Hep şunu diyoruz, çocuk gençlik geliştirme bölümlerinde bilimi referans alarak, önce branşsal eğitimden daha çok temel hareket kabiliyetinin gelişimi, daha sonra temel hareket gelişimiyle beraber oyuncunun futbolun ihtiyacına dönük temel donatıları ve 12 yaşta bu iki evreyle birlikte birbirini tamamlayıcı yaşın gelişim konumuna uygun kapalı beceri dahilinde, salt teknik, bileşik teknik, eğitsel oyunlar ile, açık beceri çalışma ile yaş grubuna uygun sınırlı alan oyunlarıyla, bu oyunları da biyomotorik çalışmalarla topu eksik etmeden bütünleştirip, oyuncuyu her anlamda donattıktan sonra, donatılı oyunculardan kurulu takım ile; Nasıl ki okullarda dersler sınıfta interaktif işlenir, belli bir zaman sonra öğretmen müdahil olmadan sınav yapıp sınıfın durumunu öğrendiği gibi, 12 yaşta da 5 yaştan itibaren yapılan sistematik eğitimlerin turnuvalarda müdahil olmadan oyuncuyu ve takımı izleyerek kazanımları ve eksiklikleri dışsal baskının olmadığı özgür ortamlarda görerek ilmik ilmik eğitimsel işleyip oyuncuları sürece hazırlamak esastır.
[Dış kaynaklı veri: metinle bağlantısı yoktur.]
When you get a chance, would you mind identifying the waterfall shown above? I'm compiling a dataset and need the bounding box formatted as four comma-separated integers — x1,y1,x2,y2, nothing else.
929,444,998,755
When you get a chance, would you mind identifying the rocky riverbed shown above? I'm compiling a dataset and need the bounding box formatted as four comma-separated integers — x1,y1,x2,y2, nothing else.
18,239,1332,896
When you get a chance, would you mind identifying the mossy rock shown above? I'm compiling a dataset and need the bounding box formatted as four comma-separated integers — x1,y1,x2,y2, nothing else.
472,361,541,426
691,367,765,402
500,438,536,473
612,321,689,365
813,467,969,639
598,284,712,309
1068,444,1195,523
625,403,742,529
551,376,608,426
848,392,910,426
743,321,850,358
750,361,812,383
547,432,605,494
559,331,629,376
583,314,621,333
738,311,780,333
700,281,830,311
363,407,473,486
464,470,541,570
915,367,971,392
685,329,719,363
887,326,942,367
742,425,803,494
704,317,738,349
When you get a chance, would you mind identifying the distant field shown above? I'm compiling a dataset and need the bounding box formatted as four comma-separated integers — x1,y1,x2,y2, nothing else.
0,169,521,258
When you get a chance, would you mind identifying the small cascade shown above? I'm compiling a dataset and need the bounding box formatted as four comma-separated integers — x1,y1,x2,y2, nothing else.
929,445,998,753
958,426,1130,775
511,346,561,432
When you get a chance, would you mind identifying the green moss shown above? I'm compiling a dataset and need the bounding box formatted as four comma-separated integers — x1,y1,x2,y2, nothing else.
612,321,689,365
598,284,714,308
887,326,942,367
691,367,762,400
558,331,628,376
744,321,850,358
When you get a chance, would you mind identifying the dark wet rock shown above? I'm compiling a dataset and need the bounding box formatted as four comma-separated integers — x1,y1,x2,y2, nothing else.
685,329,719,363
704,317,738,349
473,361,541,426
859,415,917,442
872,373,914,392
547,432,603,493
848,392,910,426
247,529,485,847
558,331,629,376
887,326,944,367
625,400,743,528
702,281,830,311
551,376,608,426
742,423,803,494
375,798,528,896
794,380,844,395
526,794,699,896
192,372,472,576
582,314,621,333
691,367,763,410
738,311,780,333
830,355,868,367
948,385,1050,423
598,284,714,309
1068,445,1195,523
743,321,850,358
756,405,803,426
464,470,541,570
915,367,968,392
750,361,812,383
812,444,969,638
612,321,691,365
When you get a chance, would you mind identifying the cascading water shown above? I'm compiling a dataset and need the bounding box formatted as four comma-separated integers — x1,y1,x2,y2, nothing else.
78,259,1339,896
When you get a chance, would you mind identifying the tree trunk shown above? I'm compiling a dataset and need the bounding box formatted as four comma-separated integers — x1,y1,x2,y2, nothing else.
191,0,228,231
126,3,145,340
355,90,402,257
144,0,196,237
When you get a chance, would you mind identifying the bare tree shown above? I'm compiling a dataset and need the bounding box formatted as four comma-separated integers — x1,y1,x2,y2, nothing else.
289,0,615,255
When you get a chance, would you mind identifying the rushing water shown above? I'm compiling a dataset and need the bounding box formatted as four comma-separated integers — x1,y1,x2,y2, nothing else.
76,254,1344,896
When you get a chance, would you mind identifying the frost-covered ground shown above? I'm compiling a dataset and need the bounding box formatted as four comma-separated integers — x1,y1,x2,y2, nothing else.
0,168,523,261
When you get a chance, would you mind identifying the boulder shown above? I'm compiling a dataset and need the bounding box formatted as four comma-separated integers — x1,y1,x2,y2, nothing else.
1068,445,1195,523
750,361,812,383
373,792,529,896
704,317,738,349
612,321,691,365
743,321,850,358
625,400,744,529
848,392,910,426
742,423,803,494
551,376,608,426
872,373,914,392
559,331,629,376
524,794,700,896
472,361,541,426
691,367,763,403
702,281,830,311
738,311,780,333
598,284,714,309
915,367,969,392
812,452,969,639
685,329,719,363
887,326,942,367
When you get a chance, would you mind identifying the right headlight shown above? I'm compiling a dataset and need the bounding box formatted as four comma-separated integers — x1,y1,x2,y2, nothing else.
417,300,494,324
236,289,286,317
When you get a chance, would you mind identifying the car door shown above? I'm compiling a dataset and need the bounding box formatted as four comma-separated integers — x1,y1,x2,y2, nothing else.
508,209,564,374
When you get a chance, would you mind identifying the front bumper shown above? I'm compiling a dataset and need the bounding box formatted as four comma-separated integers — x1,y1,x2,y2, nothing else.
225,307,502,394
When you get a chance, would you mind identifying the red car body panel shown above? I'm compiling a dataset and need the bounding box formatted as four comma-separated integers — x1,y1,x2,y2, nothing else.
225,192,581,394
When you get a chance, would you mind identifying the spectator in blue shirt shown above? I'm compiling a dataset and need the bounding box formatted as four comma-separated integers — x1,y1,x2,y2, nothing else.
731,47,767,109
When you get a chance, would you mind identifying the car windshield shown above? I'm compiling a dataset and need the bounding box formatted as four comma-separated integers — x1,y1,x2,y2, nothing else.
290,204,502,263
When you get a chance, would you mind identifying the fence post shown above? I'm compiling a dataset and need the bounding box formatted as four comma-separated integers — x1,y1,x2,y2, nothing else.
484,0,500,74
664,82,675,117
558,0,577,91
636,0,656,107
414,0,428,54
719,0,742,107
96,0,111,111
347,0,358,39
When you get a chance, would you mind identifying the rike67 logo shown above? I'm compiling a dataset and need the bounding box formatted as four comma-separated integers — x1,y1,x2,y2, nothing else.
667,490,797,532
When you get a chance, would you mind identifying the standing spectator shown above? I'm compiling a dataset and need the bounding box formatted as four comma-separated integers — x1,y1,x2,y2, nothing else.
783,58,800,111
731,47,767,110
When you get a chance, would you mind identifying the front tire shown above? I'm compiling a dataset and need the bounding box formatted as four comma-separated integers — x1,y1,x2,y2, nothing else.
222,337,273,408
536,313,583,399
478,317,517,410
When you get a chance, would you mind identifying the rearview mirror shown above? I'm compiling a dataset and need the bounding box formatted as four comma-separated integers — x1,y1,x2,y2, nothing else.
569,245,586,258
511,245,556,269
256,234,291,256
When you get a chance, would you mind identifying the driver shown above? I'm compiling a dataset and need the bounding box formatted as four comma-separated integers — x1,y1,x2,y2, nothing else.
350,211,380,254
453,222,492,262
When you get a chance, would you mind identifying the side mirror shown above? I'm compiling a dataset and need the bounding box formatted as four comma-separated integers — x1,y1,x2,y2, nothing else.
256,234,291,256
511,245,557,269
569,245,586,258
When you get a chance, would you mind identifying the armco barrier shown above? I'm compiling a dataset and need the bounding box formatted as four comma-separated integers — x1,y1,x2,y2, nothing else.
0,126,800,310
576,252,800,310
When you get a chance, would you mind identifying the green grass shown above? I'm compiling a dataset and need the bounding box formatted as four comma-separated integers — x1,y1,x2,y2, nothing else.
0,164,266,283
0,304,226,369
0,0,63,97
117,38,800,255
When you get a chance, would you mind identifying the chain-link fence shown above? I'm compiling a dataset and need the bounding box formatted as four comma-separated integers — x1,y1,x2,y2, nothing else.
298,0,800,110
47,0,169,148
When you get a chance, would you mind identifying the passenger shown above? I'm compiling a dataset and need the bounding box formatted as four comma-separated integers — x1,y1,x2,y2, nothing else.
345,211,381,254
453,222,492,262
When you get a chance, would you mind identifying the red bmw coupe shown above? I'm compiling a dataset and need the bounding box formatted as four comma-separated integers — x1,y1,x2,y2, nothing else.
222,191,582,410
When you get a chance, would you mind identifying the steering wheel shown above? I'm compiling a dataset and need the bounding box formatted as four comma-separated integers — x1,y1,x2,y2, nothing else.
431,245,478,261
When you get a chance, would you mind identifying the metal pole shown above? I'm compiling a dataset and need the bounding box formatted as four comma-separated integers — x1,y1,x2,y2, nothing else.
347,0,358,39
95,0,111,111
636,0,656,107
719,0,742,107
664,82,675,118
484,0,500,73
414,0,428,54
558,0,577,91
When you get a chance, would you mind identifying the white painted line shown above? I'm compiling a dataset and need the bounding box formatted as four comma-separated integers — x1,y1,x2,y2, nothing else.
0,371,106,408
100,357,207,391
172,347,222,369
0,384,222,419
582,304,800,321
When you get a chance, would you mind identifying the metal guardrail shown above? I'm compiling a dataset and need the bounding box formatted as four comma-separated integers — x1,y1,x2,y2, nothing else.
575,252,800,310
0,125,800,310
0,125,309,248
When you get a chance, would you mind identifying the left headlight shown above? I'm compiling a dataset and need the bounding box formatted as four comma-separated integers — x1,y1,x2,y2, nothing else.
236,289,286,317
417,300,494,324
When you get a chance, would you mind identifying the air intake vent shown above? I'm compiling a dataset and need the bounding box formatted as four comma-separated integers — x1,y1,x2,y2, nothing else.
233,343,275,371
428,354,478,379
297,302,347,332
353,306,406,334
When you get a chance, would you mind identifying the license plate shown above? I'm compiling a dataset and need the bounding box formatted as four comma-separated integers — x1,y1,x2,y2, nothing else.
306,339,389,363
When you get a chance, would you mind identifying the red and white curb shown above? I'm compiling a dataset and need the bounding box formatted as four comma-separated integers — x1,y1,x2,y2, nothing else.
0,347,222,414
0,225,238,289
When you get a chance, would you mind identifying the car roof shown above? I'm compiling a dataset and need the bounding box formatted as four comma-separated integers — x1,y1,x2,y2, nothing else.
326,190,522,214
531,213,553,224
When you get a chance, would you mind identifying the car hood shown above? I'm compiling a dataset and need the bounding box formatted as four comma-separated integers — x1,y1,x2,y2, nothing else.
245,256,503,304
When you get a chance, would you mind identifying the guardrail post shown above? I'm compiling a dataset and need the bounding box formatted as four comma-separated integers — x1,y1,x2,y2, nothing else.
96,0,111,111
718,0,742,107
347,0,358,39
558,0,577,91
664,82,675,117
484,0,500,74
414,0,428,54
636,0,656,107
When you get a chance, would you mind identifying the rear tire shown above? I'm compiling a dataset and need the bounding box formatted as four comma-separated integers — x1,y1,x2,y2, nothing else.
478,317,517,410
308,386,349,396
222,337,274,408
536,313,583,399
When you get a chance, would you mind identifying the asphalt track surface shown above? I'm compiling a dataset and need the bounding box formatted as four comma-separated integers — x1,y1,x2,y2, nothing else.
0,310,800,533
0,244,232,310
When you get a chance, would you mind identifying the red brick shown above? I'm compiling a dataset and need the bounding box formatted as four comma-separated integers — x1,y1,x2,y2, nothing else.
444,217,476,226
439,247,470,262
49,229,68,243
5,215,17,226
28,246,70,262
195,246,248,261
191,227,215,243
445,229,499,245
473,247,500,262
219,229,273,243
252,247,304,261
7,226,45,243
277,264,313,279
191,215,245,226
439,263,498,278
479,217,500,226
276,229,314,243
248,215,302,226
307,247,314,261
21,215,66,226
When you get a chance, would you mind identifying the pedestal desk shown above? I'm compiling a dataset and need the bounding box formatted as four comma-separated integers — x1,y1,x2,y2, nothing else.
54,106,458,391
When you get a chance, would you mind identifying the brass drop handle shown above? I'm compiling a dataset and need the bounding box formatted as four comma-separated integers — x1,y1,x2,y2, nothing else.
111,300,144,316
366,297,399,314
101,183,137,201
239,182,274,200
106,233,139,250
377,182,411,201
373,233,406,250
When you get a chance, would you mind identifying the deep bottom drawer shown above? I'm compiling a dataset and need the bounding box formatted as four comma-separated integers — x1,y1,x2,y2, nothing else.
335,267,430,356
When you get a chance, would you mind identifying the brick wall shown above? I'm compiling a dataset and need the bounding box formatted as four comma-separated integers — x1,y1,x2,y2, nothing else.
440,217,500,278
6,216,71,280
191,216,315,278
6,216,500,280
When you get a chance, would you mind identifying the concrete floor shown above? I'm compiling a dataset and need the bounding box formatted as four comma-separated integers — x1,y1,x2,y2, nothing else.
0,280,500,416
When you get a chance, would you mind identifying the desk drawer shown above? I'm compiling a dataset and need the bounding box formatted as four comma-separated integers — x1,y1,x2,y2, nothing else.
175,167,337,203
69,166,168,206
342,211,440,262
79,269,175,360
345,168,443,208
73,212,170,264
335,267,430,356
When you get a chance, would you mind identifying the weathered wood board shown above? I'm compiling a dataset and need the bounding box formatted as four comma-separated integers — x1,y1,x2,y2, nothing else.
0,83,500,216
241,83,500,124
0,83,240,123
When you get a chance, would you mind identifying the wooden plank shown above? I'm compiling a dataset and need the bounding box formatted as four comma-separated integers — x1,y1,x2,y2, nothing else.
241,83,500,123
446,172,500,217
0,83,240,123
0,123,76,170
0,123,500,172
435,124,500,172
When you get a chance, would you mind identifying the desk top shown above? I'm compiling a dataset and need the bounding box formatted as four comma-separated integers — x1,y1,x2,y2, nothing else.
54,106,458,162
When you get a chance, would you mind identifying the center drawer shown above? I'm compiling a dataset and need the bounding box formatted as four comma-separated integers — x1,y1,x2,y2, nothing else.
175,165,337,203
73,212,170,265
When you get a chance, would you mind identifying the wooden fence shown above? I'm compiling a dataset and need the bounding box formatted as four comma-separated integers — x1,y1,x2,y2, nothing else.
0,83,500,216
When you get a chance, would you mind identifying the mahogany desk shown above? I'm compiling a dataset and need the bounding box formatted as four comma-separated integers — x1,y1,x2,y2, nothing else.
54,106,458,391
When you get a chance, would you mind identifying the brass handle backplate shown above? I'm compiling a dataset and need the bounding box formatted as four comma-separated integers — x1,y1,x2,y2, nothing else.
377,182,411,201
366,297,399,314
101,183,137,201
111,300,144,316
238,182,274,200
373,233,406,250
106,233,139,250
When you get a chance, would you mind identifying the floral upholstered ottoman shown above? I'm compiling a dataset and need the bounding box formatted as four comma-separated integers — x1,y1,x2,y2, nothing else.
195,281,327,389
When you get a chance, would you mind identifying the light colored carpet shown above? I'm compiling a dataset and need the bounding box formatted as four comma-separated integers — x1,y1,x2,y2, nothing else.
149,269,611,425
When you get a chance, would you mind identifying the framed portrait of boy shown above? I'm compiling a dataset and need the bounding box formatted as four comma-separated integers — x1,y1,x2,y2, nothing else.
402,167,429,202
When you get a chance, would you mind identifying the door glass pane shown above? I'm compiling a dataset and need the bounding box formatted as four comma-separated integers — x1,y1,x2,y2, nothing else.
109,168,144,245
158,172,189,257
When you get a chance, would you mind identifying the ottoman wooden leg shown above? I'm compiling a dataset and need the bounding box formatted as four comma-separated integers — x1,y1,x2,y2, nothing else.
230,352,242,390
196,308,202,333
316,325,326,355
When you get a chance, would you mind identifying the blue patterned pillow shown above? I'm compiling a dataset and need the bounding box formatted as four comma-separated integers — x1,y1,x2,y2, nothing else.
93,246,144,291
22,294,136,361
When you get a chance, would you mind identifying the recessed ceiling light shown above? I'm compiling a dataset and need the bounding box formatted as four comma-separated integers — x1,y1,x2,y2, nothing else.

Bursaspor un Merinos gibi futbolcunun tohumlarının ekildiği, en temel yerini bilimden referans alarak yeşertip, futbolcu olarak Bursaspor a kazandırılması sağlanmalıdır.
Peki, bu yapılabilir mi?
2017 yılında Uluslararası Altınordu Sk düzenlediği İzmir cup ta Bursaspor’un U12 takımı şampiyon olmuştu, o günün koşullarında bilimden referans alınmadığı için o çocuklar görünenin üzerinden değerlendirilerek yere göye sığdırılamamış Bursaspor’un geleceği olarak görülmüştü, gelinen süreçte ama Bursaspor’un içinde bulunduğu durumdan diyelim, ama oyuncuların temel sistematik donatı eksikliğinden diyelim, ama oyuncuları sürece taşımada, gençlik, ileri gençlik dönemlerinde, eğitim, sosyal, psikolojik, ekonomik, donatılarını oluşturamadığımızdan aşağıdaki son tablo oluşmuş, o dönemin küçük, bugünün büyümüş bazı oyuncularıyla Bursaspor’da en alt profesyonel lige düşmüştür.
Bursaspor çocuk gençlik geliştirme bölümü süper lig düzeyinde oyuncu yetiştirmediği müddetçe para kazanamaz. Vakıfköy süper lig takımlarıyla oynarken A takım 3.ligde oynaması da alt üst çelişkisi oluşturacağından oyuncunun hedef belirlemesinde tereddütlere sebep olacağından oyuncunun genel performansına da olumsuz yansıyacak haliyle Bursaspor’u olumsuz etkileyecektir. Bu durum şehrin dinamikleri tarafından oluşturulacak geniş ve çoklu katılım ile uzlaşı kültürü dahilinde tartışılarak icabında çatışarak sonuçta Bursaspor menfaatine çıkacak ortak akıl ile çözülmelidir.
Bu yaşanmışlıklar olmuşken yine son zamanlarda eğitimin esası değil bir parçası olan müsabakalar gündeme gelmekte,12 yaş altı futbolunda oyuncuları ağırlıklı olarak turnuvalarda şampiyon yapmak, maç kazanmak üzerine odaklayarak eğitimin en temel ihtiyaçlarını kaçırmaktayız. Yapmayalım, zaman, sabır, emek, bilgi, beceri, dahilinde sabırlı bir şekilde önce oyuncuyu, sonra takımları, sonra oyunu, donatalım ve geliştirelim ve top yekûn her alanda kazanım olsun.
Sonuç olarak Bursaspor denenmiş metotları tekrar, tekrar deneyip, aynı sonuçları almaktan vazgeçmeli, iyi bir hafıza ve data oluşturarak yaşanmışlıkları unutmamalı, onlardan gerekli dersleri almalıdır. Bilhassa Merinosu bilimden referans alarak, teknolojiyi kullanarak, liyakatli eğitim ve eğitimciyle çağdaş normlara getirmelidir.
Hafızası Olmayan Kurumların Geleceği Olmaz.